Louis Armstrong was a titan who never forgot his humble upbringings, and also a public figure who carefully assessed his own weight in the world.
Courtesy of Apple TV+
Louis Armstrong made his first transatlantic voyage in July of 1932, sailing from New York City to Plymouth, England, aboard the ocean liner RMS Majestic. This was a triumphant visit for Armstrong, whose bravura feats as a trumpeter and rugged ebullience as a singer had already made him a sensation on both sides of the pond. But while the British tour is one of many pivotal events in Louis Armstrong’s Black & Blues, a revelatory new documentary out Friday on Apple TV+, its inclusion is most striking for the glimpse we get behind the curtain, where Satchmo allows his famous grin to constrict into a scowl.
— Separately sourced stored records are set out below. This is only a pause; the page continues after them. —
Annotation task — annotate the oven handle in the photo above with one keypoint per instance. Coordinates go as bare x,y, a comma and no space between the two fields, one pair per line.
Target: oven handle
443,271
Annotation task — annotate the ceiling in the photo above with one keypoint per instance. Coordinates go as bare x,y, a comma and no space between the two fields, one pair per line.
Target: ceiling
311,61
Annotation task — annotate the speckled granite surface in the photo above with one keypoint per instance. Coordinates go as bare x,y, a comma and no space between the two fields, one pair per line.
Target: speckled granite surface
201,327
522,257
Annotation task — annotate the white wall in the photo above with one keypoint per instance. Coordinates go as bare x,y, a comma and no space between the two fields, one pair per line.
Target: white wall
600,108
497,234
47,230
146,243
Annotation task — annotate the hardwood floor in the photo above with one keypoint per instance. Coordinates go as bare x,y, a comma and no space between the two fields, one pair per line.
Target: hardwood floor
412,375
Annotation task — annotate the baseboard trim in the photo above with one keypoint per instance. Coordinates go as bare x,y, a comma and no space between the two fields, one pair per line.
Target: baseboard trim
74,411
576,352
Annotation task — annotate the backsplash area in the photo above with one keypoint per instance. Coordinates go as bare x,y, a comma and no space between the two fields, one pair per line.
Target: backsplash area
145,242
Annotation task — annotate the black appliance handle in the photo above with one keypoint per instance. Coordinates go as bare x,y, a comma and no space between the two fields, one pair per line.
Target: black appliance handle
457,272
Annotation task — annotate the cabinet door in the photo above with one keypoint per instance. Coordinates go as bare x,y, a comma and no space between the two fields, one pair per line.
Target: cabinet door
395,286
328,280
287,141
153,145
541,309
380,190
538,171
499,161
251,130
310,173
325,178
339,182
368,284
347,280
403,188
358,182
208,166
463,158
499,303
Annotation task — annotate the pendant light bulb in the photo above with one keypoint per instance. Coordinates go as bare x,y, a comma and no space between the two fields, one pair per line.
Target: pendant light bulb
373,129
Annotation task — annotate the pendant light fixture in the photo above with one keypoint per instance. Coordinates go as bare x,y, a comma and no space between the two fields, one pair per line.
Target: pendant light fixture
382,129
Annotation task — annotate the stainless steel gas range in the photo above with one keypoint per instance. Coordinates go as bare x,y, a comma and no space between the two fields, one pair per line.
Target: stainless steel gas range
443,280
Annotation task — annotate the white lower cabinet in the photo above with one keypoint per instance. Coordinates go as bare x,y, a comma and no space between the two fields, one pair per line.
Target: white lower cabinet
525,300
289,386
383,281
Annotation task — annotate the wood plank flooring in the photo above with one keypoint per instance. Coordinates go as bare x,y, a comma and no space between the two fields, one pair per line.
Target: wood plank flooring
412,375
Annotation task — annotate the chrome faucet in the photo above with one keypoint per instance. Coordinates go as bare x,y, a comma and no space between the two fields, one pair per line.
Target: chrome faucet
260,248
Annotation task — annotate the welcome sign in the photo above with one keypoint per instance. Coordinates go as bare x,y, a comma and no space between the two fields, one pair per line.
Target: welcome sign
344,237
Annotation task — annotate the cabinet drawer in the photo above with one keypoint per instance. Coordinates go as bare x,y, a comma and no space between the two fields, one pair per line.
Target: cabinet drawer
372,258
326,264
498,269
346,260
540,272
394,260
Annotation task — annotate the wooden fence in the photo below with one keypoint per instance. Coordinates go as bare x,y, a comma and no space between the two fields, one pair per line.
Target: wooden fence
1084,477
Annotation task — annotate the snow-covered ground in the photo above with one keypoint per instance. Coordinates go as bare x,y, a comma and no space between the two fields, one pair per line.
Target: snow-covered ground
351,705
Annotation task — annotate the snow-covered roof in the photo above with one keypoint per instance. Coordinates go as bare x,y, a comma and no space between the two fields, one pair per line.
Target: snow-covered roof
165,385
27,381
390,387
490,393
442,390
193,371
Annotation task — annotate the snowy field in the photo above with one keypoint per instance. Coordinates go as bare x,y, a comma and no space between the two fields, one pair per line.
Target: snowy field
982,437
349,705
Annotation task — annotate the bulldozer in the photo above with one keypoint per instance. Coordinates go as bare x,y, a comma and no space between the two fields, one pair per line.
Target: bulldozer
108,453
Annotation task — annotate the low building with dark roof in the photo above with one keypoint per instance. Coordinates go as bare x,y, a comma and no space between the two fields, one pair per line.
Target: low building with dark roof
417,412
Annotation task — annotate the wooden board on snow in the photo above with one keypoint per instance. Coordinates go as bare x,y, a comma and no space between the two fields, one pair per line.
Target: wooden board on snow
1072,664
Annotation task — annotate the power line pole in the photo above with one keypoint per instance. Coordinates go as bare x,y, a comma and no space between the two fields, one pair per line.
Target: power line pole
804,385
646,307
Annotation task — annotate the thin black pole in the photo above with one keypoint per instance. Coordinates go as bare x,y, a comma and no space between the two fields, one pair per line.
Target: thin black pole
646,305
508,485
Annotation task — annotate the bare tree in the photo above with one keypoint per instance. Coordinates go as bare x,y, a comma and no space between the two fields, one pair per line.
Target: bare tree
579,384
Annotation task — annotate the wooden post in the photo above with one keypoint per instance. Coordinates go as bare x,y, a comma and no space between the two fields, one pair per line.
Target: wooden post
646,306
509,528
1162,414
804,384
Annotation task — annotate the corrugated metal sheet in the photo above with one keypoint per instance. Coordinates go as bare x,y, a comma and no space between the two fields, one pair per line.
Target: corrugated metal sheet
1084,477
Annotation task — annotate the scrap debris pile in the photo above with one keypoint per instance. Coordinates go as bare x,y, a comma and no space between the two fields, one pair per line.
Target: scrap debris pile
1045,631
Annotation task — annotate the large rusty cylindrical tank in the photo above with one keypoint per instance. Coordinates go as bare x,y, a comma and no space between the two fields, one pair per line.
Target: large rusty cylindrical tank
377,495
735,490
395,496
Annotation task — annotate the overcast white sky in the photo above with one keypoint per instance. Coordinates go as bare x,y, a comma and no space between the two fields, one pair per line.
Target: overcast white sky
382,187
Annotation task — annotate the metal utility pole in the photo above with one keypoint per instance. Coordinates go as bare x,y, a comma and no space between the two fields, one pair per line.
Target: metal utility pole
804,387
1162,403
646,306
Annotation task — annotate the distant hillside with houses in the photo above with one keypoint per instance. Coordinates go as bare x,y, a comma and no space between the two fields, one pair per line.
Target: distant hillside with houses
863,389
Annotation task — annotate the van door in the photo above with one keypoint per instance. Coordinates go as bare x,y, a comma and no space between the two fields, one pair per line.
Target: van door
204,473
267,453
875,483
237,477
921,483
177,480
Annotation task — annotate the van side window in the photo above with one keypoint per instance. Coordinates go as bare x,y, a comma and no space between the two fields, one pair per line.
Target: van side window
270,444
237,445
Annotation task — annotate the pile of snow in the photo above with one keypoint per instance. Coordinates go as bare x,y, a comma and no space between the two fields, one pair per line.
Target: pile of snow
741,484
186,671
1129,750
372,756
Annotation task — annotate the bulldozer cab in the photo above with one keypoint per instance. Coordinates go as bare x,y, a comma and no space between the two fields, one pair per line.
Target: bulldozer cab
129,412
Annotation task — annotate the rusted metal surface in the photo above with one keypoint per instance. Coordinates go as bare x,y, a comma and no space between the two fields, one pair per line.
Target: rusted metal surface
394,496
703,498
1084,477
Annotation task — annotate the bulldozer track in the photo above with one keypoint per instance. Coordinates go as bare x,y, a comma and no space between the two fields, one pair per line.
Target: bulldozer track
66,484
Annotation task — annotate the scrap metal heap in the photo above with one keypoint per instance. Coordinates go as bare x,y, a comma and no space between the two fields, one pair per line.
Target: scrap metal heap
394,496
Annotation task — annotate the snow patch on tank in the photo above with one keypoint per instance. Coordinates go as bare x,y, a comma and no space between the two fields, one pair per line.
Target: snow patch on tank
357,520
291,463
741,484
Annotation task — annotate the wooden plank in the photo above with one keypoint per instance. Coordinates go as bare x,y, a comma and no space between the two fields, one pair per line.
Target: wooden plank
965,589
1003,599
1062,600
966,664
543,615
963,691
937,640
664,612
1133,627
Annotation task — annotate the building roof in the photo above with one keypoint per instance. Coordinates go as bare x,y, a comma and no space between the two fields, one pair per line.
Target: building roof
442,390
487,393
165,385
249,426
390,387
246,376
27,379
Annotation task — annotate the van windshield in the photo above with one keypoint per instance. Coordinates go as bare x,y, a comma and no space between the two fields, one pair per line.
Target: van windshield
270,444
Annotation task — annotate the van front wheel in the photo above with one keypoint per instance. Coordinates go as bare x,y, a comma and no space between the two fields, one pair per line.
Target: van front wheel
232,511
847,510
His manager at the time was a potbellied white gangster named Johnny Collins, who wasted little on social niceties. The exploitative tilt of their working relationship was never a matter of public record — but the film, drawing extensively from Armstrong’s private recordings, shares audio of Armstrong recalling a furious confrontation on the ship, with language that’s jarring to hear in his iconic gravel-drawl. “I said, ‘Listen, c*********. You might be my manager, and you might be the biggest s***, and book me in the biggest places in the world,’ ” he says. ” ‘But when I get out on that f***** stage with that horn and get in trouble, you can’t save me.’ ” When Collins retorts by invoking the N-word, Armstrong fights the urge to break a wine bottle over his head, in order to kill him. “But the first thing I thought,” he says, “[was] all them Black c********** in Harlem who’d say: I knew he would blow his top someday.”